Republican Attorneys General Attack Voting Rights Act in Latest Amicus Brief
WASHINGTON D.C. — Last week, Republican attorneys general from Alabama and 12 other states submitted an amicus brief further escalating Republicans’ ongoing attack on the Voting Rights Act.
The “friend-of-the-court” brief was submitted on behalf of 13 attorneys general — from Alabama, Alaska, Georgia, Idaho, Indiana, Iowa, Kansas, Mississippi, Montana, Nebraska, South Carolina, Texas and West Virginia — in a case challenging Louisiana’s congressional map.
The Republican attorneys general are supporting Louisiana’s radical and destructive legal argument that private groups and individuals do not have the right to file lawsuits under Section 2 of the Voting Rights Act. In legal terms, this is known as a private right of action. The brief reads, “Section 2 contains no express private right of action.

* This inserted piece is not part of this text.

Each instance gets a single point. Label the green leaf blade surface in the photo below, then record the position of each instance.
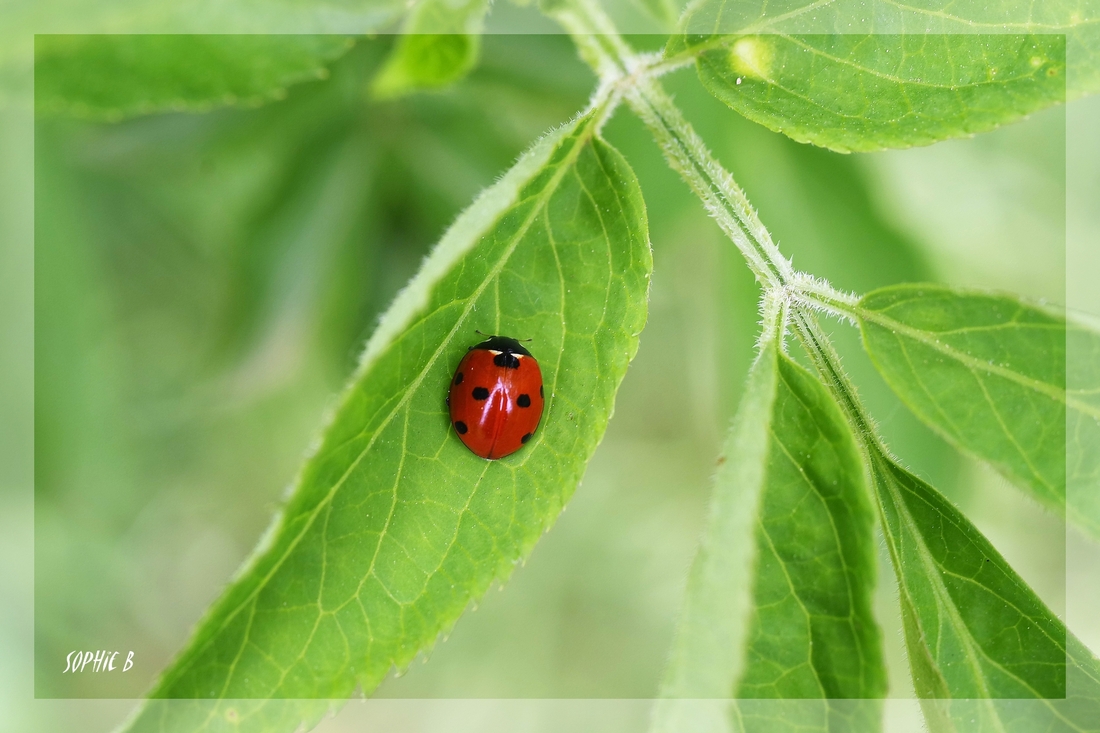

And the VRA’s structure confirms that the provision creates no implied private right of action either.”
Under this theory that Section 2 does not contain a private right of action, only the U.S. attorney general, and not groups such as the civil rights organizations who are responsible for the majority of redistricting lawsuits, would be able to file lawsuits challenging maps under Section 2. This brief was filed less than one month after the 8th U.S. Circuit Court of Appeals issued a catastrophic decision ruling that private litigants cannot bring Section 2 claims in Arkansas, Iowa, Minnesota, Missouri, Nebraska, North Dakota and South Dakota..
As the dissent in the 8th Circuit’s opinion cites from experts, “Over the past forty years, there have been at least 182 successful Section 2 cases; of those 182 cases, only 15 were brought solely by the Attorney General.”
Soon after, Louisiana Republicans asked the 5th U.S. Circuit Court of Appeals to rehear a decision that held that private parties, like organizations and voters, can bring lawsuits under Section 2 in the three states covered by the 5th Circuit: Louisiana, Mississippi and Texas.
The brief — which is filed in support of the entire 5th Circuit rehearing the case — directly cites the 8th Circuit decision stating that the 5th Circuit’s prior decision affirming a private right of action “conflicts with the Eighth Circuit’s conclusion that Section 2 did not create a private right to sue.”
If the 5th Circuit were to follow the 8th Circuit’s lead, voters in three more states would similarly be without legal recourse for maps that dilute minority voters’ voting power.
Currently, there remains established precedent for a private right of action under Section 2 of the VRA in the 5th, 6th and 11th U.S. Circuit Courts of Appeals.